An FQHC’s front desk staff are typically the newest to the organization and the group with the highest turnover. Yet the front desk is the critical point in the revenue cycle where the battle to collect on a claim is won or lost. The key to success at the front desk is developing standard processes that are followed for each patient registration, then training, training, and retraining. In addition, the standard procedures and regular communication with the billing team regarding denials are integral to reducing or eliminating denials. While the billing team can correct eligibility denials, avoiding denials in the first place is the goal.
Finding the root cause of eligibility denials may be as simple as teaching the registration team about software functionality or recent updates. Invariably the discussion between billing and the front desk about eligibility or patient registration denials leads to finger-pointing about who did or did not check eligibility at the time of service. Instead, create shared goals to develop a shared responsibility. For example, if a biller knows how to check for eligibility, that same biller can teach a front desk staff member how to check eligibility.

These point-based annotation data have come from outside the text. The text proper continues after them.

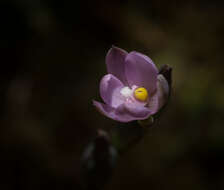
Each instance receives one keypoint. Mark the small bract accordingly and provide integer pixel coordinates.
(133, 89)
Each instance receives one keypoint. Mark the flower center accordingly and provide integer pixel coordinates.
(126, 92)
(141, 94)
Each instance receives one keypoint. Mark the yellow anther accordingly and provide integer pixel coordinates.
(141, 94)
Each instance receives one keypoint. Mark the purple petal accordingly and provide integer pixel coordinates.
(162, 90)
(110, 88)
(141, 71)
(115, 60)
(121, 114)
(137, 111)
(158, 100)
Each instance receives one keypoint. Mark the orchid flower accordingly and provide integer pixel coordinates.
(133, 89)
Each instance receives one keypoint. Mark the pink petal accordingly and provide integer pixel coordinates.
(141, 71)
(110, 88)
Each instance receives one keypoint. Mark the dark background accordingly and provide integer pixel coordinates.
(52, 58)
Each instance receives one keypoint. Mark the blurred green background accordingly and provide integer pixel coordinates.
(52, 59)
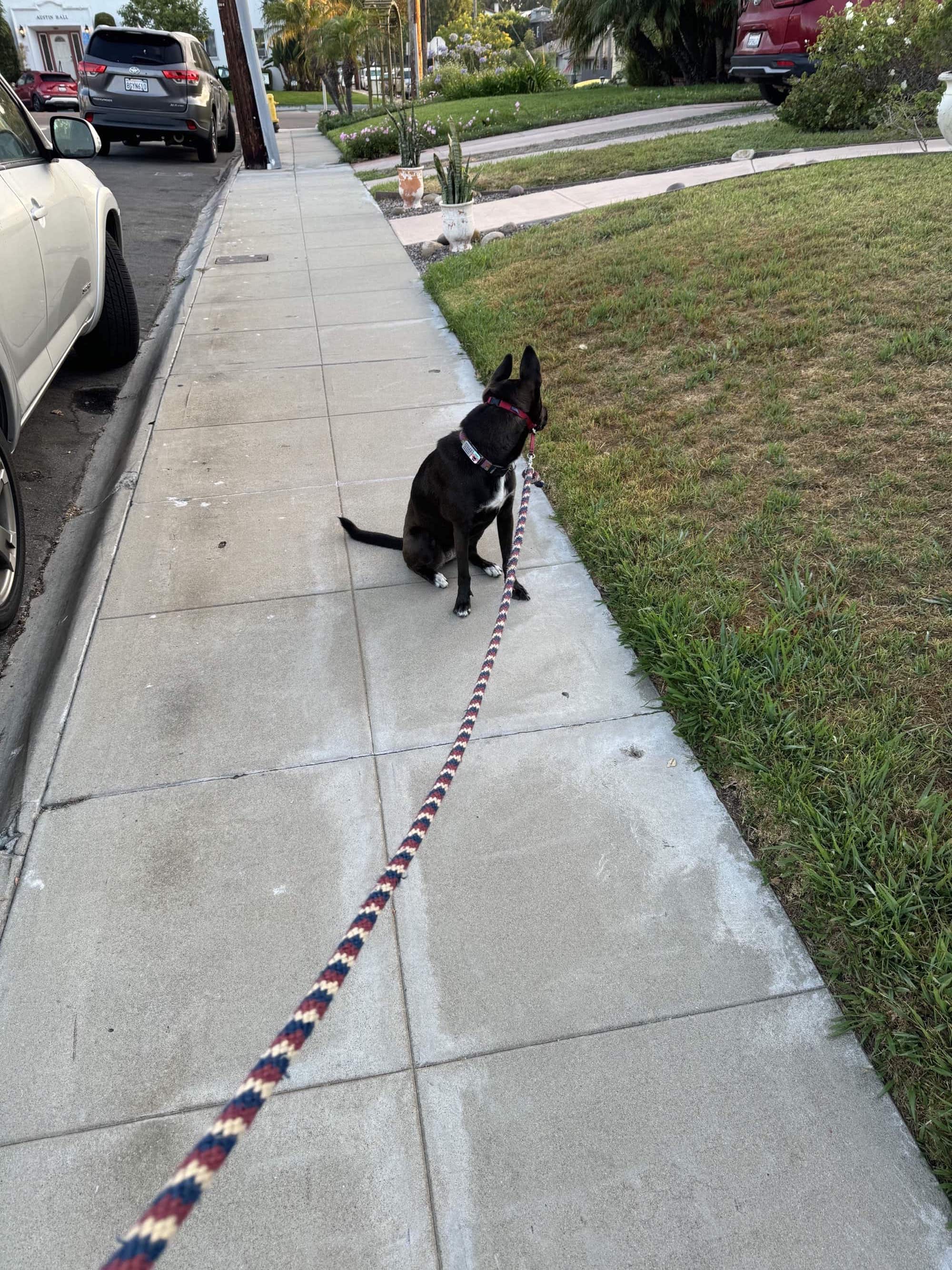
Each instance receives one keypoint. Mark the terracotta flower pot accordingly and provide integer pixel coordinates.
(945, 112)
(459, 225)
(410, 182)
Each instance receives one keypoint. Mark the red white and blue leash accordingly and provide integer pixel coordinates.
(150, 1236)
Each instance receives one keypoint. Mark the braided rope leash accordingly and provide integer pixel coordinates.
(150, 1236)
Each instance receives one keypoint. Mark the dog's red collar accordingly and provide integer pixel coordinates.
(512, 410)
(476, 458)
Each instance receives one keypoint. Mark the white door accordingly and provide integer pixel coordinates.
(67, 238)
(63, 54)
(23, 292)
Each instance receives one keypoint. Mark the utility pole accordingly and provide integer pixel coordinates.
(253, 147)
(413, 39)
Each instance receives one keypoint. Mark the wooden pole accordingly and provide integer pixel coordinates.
(249, 125)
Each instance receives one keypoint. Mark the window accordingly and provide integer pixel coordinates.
(134, 49)
(17, 143)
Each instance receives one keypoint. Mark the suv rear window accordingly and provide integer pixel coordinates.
(139, 48)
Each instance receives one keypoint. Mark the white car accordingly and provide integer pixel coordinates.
(63, 279)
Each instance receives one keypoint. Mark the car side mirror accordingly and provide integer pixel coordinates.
(73, 139)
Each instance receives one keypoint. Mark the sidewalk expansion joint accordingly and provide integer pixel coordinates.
(413, 1067)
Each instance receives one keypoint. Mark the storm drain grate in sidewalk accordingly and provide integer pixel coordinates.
(240, 260)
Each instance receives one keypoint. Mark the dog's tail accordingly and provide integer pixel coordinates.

Are Claims Being Filed on Time?
Every payer has a time limit within which a valid claim must be received and accepted. Filing limits can be as short as 45 days and as long as a year. It seems simple, yet most FQHCs have a ton of timely filing limit denials. There are two main reasons for these.
Timely Closing of notes
- Providers are concentrating on patient care. There is nothing wrong with that, but complete and authenticated documentation is crucial to the billing process. Providers who do not close and sign notes in a timely fashion are putting reimbursement at risk. Billers do not have the power or authority to compel providers to complete documentation tasks. Provider leadership or FQHC leadership must enforce the requirements regarding note completion. Daily or weekly reports must be generated to advise providers on outstanding tasks.

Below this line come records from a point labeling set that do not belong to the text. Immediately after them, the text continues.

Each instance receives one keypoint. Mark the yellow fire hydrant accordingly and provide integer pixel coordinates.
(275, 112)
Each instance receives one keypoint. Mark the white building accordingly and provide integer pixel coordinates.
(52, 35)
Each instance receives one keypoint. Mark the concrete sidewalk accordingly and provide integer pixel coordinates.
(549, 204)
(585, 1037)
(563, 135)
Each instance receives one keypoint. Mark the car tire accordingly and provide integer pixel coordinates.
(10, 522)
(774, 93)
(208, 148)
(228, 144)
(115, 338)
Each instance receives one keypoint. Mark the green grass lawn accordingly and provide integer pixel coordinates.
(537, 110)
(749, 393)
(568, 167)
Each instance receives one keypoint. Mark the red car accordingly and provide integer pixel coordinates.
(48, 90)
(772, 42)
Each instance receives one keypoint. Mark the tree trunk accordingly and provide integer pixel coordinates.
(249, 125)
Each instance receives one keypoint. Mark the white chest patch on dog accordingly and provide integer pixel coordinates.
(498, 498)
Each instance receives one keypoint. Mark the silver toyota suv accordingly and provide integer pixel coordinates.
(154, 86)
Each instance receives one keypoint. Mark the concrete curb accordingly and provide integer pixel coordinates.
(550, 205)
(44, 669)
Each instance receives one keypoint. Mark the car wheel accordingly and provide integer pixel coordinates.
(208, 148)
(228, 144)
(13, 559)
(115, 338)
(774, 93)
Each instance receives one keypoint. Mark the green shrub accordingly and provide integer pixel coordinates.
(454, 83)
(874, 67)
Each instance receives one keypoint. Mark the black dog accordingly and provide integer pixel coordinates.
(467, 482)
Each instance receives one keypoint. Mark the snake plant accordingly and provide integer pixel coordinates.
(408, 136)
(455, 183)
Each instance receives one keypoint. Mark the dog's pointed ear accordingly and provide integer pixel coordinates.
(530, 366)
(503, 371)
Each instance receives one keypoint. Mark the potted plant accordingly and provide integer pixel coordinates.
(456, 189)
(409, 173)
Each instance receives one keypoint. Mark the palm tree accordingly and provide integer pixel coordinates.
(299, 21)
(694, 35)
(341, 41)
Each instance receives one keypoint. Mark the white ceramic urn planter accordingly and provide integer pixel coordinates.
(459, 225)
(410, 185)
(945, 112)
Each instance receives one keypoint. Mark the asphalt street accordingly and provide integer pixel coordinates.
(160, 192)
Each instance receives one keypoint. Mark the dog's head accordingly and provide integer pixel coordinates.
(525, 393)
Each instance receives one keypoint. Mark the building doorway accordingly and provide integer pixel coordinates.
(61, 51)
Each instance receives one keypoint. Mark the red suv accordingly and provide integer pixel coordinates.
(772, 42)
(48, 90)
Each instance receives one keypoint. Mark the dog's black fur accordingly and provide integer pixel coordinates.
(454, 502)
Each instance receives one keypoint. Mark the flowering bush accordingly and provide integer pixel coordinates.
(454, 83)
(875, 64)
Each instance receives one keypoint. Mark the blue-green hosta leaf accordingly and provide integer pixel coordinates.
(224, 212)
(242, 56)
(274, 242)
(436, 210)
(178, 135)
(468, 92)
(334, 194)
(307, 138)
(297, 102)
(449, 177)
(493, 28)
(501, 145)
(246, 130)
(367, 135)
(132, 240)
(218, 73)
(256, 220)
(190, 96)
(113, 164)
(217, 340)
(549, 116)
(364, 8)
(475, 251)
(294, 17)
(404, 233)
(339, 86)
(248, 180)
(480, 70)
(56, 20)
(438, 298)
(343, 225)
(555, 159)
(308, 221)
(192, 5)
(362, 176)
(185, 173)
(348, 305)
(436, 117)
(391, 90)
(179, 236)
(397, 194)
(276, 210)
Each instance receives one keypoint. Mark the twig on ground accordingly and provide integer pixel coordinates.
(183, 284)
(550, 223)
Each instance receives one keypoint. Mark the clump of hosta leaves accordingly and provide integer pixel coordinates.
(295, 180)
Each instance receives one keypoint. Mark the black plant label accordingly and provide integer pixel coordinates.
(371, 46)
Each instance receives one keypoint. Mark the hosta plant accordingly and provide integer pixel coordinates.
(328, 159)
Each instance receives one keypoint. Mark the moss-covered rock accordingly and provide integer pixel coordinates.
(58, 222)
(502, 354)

Filing Claims & Rejections
- Claim files for each payer should be transmitted directly to the payer or through the clearinghouse every day. If claims are only sent weekly, and a file fails, 25% of that payer’s monthly receipts are in jeopardy. Most PM systems are set up for daily transmission. Safeguard this timely process and do not allow overrides without a very good reason.

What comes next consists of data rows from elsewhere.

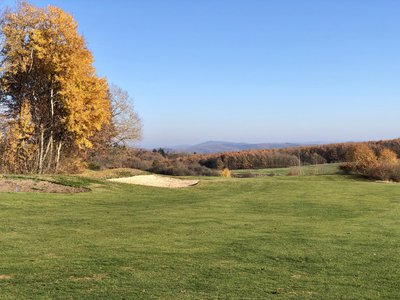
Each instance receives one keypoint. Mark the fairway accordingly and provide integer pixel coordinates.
(322, 237)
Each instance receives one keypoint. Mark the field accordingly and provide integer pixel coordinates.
(322, 237)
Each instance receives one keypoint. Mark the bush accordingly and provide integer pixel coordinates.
(387, 171)
(226, 173)
(294, 171)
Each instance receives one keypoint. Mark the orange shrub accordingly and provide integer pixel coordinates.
(388, 156)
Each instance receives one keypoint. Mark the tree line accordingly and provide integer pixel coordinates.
(276, 158)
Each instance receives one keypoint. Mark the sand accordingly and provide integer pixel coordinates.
(157, 181)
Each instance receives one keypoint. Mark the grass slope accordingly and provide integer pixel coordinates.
(324, 237)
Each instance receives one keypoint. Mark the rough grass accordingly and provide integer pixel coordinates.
(322, 237)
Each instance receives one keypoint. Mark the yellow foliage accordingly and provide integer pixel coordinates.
(388, 155)
(226, 173)
(362, 156)
(42, 48)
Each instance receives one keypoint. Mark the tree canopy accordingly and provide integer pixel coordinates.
(46, 68)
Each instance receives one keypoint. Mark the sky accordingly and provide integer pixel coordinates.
(250, 70)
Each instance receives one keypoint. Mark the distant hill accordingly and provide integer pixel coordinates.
(218, 146)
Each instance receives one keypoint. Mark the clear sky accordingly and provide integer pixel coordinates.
(250, 70)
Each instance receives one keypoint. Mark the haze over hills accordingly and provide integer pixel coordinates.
(220, 146)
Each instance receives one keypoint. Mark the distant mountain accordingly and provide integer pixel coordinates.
(218, 146)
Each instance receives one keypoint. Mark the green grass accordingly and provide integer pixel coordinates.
(321, 237)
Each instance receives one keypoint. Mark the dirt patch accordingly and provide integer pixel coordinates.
(157, 181)
(35, 186)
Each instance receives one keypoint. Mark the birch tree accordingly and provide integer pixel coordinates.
(45, 62)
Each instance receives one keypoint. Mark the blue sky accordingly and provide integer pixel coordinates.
(250, 71)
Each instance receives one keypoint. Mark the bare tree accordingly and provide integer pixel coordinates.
(126, 122)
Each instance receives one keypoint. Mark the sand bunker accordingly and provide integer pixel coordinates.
(157, 181)
(34, 186)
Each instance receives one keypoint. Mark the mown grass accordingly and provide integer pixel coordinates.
(322, 237)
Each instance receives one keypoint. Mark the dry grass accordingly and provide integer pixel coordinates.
(111, 173)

- Rejections are claims that the payer does not accept. Unlike rejections, denials are claims that are accepted and processed but denied payment. Rejections are not recorded anywhere in the payer system. Therefore, the timely filing limit is not met or preserved. The CFO and Billing Manager must designate someone to work on rejections daily to retransmit and have the claim accepted. Overturning a timely filing limit denial for rejected claims is improbable.
As we know, the revenue cycle encompasses all departments. In these short examples, billing office staff, front desk staff, trainers, and providers can all be a part of the continuous process improvement. Do not try to attack it all at once. Instead, find one item for each area and work on it until it has been virtually eradicated. As hard as it is to look at the tasks, we do poorly, the reward is great and well worth the pain. It also gives you another success to celebrate!